Monolito
Volume 63, dedicado à reabertura do Teatro Cultura Artística
16 de abril de 2025
Três encantamentos
Philip Yang
A reabertura do Teatro Cultura Artística nos convida a celebrar três grandes prazeres: o encanto da música, a beleza da arquitetura e a alegria de ver um espaço da cidade pulsando outra vez. Em tempos de mudanças que apagam a história e de fachadas que viram apenas vitrines de vidro, é um alívio ver um lugar que não só ressurge das cinzas, mas que volta com toda a sua força, como se nos dissesse: "Estou aqui e faço parte da cidade. Venham!"
Vamos começar pelo óbvio – ou nem tanto: a música. Para alguns, o Cultura Artística é só um lugar onde se ouve música. Mas o teatro sempre foi muito mais do que isso. Desde sua origem, o espaço foi desenhado para que a música fosse vivida, não apenas ouvida. A renovação do Cultura significa o resgate de uma das melhores curadorias musicais do Brasil.
Desde os seus primórdios, o Teatro Cultura Artística se destacou por uma programação de altíssimo nível, que logo o elevou ao status de um verdadeiro templo da música na cidade. Palco de memoráveis apresentações de artistas consagrados e de novos talentos, o teatro sempre buscou manter um equilíbrio entre tradição e experimentação. Tanto no grande cânone como em repertórios da vanguarda, grandes orquestras e lendários regentes e solistas se alternaram com artistas emergentes que o teatro sempre soube identificar e promover.
Agora, falemos do casco, mas sem aquela ideia de que é só uma "casca". O projeto de Rino Levi é uma aula de como fazer um edifício. O que o incêndio de 2008 destruiu, a reconstrução trouxe de volta com uma reverência cuidadosa. Tombado nas esferas federal, estadual e municipal, o teatro passou por uma reforma, conduzida pelo arquiteto Paulo Bruna, discípulo de Levi, que envolveu a colaboração de especialistas em restauração e respeita suas características originais. A fachada e o foyer térreo e superior foram cuidadosamente recuperados, mantendo as cores e revestimentos do edifício original de 1950.
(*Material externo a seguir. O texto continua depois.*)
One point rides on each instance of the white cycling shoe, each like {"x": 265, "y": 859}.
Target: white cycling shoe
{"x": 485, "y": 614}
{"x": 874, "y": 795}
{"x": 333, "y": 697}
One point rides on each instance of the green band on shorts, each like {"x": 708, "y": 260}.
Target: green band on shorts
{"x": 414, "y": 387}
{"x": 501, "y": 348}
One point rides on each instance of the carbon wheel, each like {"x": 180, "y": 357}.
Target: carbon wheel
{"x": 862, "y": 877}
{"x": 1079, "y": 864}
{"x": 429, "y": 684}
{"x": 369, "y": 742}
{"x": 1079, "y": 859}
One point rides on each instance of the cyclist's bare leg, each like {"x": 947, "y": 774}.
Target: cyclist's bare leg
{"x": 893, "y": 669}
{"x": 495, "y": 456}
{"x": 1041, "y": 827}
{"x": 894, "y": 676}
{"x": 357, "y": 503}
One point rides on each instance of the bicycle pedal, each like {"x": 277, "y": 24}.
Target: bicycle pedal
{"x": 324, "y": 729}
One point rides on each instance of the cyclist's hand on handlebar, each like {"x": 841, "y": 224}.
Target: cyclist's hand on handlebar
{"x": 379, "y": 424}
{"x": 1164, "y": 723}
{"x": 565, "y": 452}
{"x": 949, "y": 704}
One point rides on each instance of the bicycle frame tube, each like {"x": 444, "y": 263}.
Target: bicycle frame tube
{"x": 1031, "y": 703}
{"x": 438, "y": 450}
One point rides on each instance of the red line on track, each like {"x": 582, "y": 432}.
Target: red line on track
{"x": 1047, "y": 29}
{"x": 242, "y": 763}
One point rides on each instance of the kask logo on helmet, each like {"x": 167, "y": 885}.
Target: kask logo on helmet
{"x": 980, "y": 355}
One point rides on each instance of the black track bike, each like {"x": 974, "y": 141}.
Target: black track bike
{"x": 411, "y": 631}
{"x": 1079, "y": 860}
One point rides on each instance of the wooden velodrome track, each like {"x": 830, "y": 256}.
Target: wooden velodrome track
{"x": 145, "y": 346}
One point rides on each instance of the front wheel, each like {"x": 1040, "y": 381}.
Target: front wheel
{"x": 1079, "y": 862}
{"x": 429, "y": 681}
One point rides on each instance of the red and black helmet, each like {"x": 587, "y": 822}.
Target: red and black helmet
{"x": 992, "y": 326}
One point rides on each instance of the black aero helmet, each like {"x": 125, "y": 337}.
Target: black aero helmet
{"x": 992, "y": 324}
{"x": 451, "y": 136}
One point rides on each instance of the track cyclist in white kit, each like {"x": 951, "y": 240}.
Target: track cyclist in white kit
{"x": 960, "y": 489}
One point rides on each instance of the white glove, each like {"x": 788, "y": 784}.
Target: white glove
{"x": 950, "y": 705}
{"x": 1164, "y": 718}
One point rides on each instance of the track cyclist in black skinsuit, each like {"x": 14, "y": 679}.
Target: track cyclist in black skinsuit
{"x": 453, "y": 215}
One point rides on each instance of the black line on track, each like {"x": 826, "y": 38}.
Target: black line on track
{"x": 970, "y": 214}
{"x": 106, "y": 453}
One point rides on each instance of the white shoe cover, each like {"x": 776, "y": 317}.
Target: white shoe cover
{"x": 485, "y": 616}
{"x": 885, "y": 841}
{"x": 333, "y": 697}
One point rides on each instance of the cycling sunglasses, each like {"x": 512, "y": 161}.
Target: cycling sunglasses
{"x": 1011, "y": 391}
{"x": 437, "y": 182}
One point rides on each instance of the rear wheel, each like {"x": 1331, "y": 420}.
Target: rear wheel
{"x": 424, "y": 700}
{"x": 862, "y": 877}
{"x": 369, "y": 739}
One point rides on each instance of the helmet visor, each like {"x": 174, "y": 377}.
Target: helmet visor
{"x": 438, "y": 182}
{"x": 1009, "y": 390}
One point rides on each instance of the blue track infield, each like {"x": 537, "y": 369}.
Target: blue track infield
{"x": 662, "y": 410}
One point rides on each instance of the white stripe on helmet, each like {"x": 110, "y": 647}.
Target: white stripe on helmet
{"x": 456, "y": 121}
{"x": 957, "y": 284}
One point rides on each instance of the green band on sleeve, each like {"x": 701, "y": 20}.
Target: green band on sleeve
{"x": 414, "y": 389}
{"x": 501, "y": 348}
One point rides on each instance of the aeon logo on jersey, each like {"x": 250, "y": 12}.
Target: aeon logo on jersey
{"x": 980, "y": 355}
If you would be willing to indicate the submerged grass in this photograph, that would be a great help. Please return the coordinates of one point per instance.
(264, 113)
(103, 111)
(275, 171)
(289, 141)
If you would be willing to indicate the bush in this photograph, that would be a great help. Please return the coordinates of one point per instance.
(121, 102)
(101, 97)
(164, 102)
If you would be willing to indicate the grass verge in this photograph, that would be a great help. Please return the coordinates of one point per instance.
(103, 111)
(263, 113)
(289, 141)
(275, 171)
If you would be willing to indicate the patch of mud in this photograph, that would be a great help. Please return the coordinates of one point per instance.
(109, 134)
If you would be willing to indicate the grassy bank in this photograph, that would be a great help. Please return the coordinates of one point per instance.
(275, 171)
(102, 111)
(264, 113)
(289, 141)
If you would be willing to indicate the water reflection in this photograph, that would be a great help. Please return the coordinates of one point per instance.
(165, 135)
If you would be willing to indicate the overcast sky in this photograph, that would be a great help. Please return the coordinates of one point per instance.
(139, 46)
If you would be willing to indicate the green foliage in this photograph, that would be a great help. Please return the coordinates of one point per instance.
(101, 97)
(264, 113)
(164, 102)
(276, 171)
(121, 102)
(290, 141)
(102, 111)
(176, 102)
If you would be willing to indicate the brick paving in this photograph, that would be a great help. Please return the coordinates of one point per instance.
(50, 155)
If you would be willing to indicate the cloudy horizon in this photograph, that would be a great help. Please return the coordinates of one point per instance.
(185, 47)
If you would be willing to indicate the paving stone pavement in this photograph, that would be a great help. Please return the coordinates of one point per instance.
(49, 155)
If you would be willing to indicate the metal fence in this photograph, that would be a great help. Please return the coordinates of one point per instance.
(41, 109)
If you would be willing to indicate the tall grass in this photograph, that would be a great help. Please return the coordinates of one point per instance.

O mural "Alegoria das Artes", de Emiliano Di Cavalcanti, composto por 1,2 milhão de pastilhas de vidro, foi o primeiro espaço a ser requalificado. A nova sala principal, com 750 lugares, foi concebida com foco na qualidade da projeção do som. Consultores internacionais especializados em salas de concerto colaboraram para garantir que a forma da sala e os materiais utilizados proporcionem uma excelente acústica. Obra da artista Sandra Cinto foi incorporada à sala, não apenas como elemento estético, mas também como recurso funcional de reverberação.
Mas não dá para falar da reinauguração do Cultura Artística sem falar de São Paulo. O Teatro não só existe na cidade, mas conversa com ela. O Café do Teatro, a Livraria Megafauna e a fachada transparente dão a sensação de que o prédio faz parte da rua. Com tudo isso renovado, o Cultura Artística voltou, talvez até com mais força.
Ele é o mesmo, mas agora parece que percebemos ainda mais o quanto ele é essencial. Porque São Paulo precisa de espaços assim. E, convenhamos, quem não gosta de passar pela Rua Nestor Pestana e ver aquele prédio imponente, mas ao mesmo tempo acolhedor, como quem diz: “Entra, tudo isso também é seu”?
Não é um prédio que se fecha, isolado em si mesmo. É um lugar que convida, que se abre. Agora, com o movimento dos concertos, ensaios, atividades educacionais e o bom agito da livraria e do café, esse convite está ainda mais explícito. Você não precisa estar lá só para ver um espetáculo; pode parar para desfrutar o espaço, passear, folhear um livro e contemplar a Praça Roosevelt pela janela e admirar o entorno agora iluminado pela luzes do teatro.
O Cultura Artística, ao se abrir para a rua, também ajuda a trazer mais vida para essa área. A cidade ganha vibrância nesses espaços. Estamos falando de um bairro que, nas últimas décadas, passou por transformações incríveis. E o teatro vira uma nova âncora para isso: um ponto de referência, um lugar de encontros. Mais do que um espaço cultural, o Cultura Artística é uma parte da engrenagem que faz São Paulo girar, que liga as pessoas, que mistura o espetáculo com o cotidiano.
A reinauguração do Teatro Cultura Artística é uma chance de ver, ouvir e viver a cidade de um jeito renovado. É música, arquitetura e vida urbana se encontrando, se misturando, se transformando. No fim das contas, o Cultura Artística não é só um teatro que ressurgiu. É um convite para fruir a cidade, para lembrar que, apesar de tudo, sempre há espaço para beleza e convívio em São Paulo.
Philip Yang é fundador do Instituto URBEM.